Yes. Because assembly technicians are non-exempt, the FLSA requires overtime pay at one and a half times the regular rate for all hours worked over 40 in a workweek, and this applies regardless of how skilled or highly paid the technician is. Manufacturing commonly involves overtime, extra shifts, and weekend work, so plan and budget for it. The regular rate used to calculate overtime generally includes nondiscretionary bonuses and shift differentials, not just base pay, so account for those. Some states add stricter rules, such as daily overtime after eight hours in California. Track hours accurately, including any pre-shift and post-shift work, and where federal and state rules differ, apply the one more favorable to the employee. This is general information, not legal advice.
How much does an assembly technician make?
Assembly technicians are paid hourly, with pay varying by industry, region, and experience. The closest federal occupation, assemblers and fabricators, had a median annual wage of $43,570 in May 2024, with the lowest 10 percent earning less than $32,270 and the highest 10 percent more than $63,490, according to the Bureau of Labor Statistics. That works out to a median around $21 an hour. Pay tends to run higher in electronics, medical-device, and aerospace assembly than in general production, and higher in states with higher minimum wages. National compensation surveys generally report averages in a similar range, with electronics and senior roles toward the upper end. For a posting, benchmark to your specific industry and local market, and publish a pay range where required. This is general information, not legal advice.
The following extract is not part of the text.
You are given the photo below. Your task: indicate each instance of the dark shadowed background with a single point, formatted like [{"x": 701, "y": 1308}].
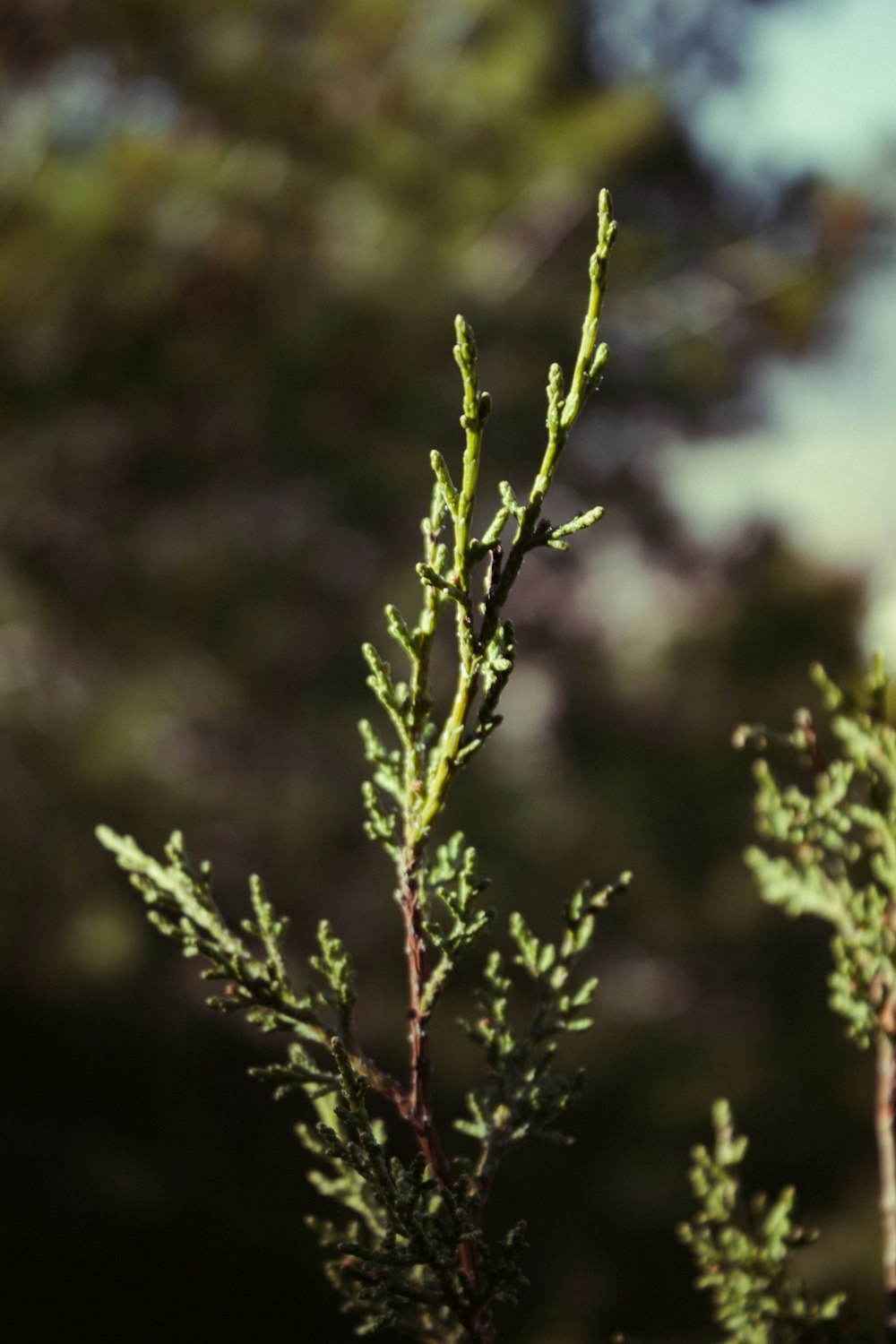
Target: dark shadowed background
[{"x": 233, "y": 238}]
What is the difference between an electronics and a mechanical assembly technician?
They share the same core job, building products to spec, but the skills and standards differ. An electronics assembly technician works on printed circuit boards and electronic products, doing through-hole and surface-mount (SMT) assembly, hand soldering and rework to IPC or J-STD standards, and ESD-safe handling of sensitive components, often inspecting solder joints under magnification. A mechanical assembly technician builds mechanical assemblies and equipment from blueprints, using measuring tools like calipers and micrometers, fastening and torquing components to tolerance, and verifying fit and function. Electronics work emphasizes fine, detailed soldering and electrostatic precautions; mechanical work emphasizes blueprint reading, tolerances, and torque. Use the matching template, since the qualifications and tools you list should reflect the specific kind of assembly. This is general information, not legal advice.
Do small manufacturers and contract shops hire assembly technicians?
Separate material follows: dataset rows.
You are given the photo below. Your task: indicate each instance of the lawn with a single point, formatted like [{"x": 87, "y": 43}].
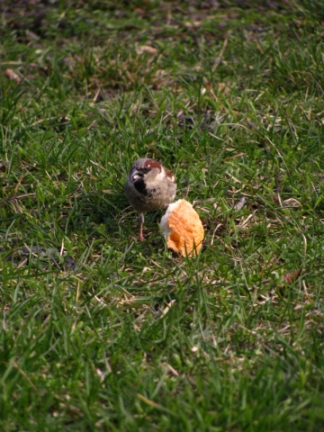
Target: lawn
[{"x": 102, "y": 332}]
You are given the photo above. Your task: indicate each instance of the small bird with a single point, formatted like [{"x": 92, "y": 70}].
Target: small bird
[{"x": 149, "y": 187}]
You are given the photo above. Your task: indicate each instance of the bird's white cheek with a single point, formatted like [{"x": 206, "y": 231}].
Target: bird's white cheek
[
  {"x": 160, "y": 176},
  {"x": 135, "y": 177}
]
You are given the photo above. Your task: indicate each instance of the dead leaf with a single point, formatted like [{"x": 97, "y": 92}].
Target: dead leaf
[
  {"x": 146, "y": 48},
  {"x": 291, "y": 277},
  {"x": 240, "y": 204},
  {"x": 12, "y": 75}
]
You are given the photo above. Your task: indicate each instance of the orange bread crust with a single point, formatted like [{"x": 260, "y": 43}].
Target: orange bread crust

Yes, and they are a core part of the market. Assembly technicians are hired across the full range of manufacturers, from large plants to small contract manufacturers, electronics and PCB shops, medical-device startups, automotive parts suppliers, and family-owned production businesses. Small manufacturers in the 5 to 50 employee range hire these roles regularly, usually without a dedicated HR department, so the owner or a production lead writes the posting and handles onboarding. A clear, industry-specific template helps a small shop attract reliable technicians and get the FLSA and safety pieces right, which is exactly where small employers are most exposed. This is general information, not legal advice.
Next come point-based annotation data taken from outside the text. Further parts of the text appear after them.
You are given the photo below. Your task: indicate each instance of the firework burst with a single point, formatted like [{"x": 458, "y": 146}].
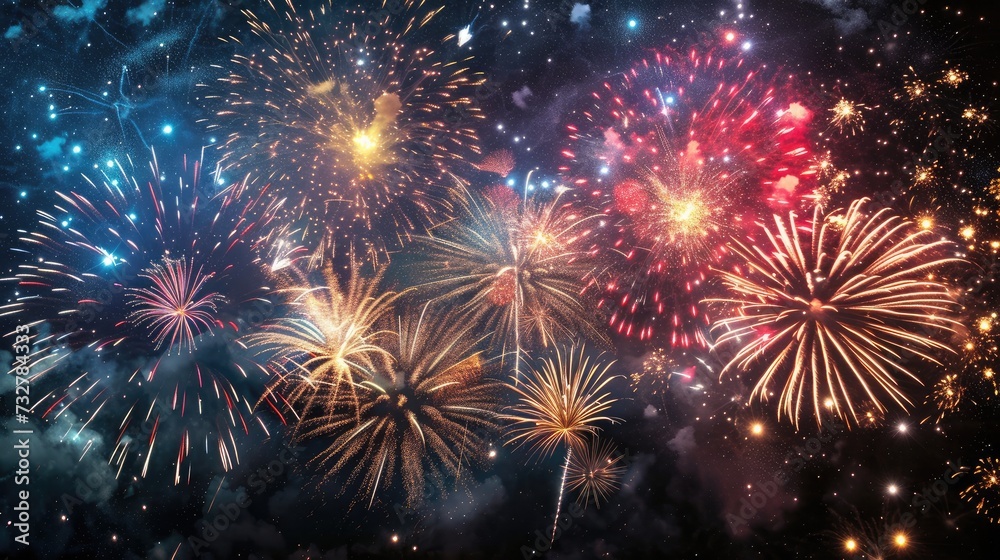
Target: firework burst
[
  {"x": 848, "y": 116},
  {"x": 331, "y": 342},
  {"x": 133, "y": 268},
  {"x": 101, "y": 247},
  {"x": 674, "y": 152},
  {"x": 175, "y": 306},
  {"x": 832, "y": 311},
  {"x": 559, "y": 405},
  {"x": 594, "y": 472},
  {"x": 984, "y": 490},
  {"x": 517, "y": 269},
  {"x": 425, "y": 411},
  {"x": 946, "y": 396},
  {"x": 560, "y": 402},
  {"x": 364, "y": 125}
]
What qualifications does an assembly technician need?
Assembly technician roles start from reliability, manual dexterity, and attention to detail, with formal education usually a preference rather than a strict requirement. A high school diploma or equivalent is preferred but not always required, and many production roles offer on-the-job training with no experience needed. The key abilities are reading work instructions and basic blueprints, using hand and power tools safely, and the physical capacity to stand, bend, and lift for a shift. Industry variants add specific skills: IPC or J-STD soldering certification for electronics, blueprint and measuring-tool proficiency for mechanical assembly, and cleanroom and documentation experience for medical devices. Scale the requirements to the role and seniority, and weight demonstrated reliability and hands-on skill heavily. This is general information, not legal advice.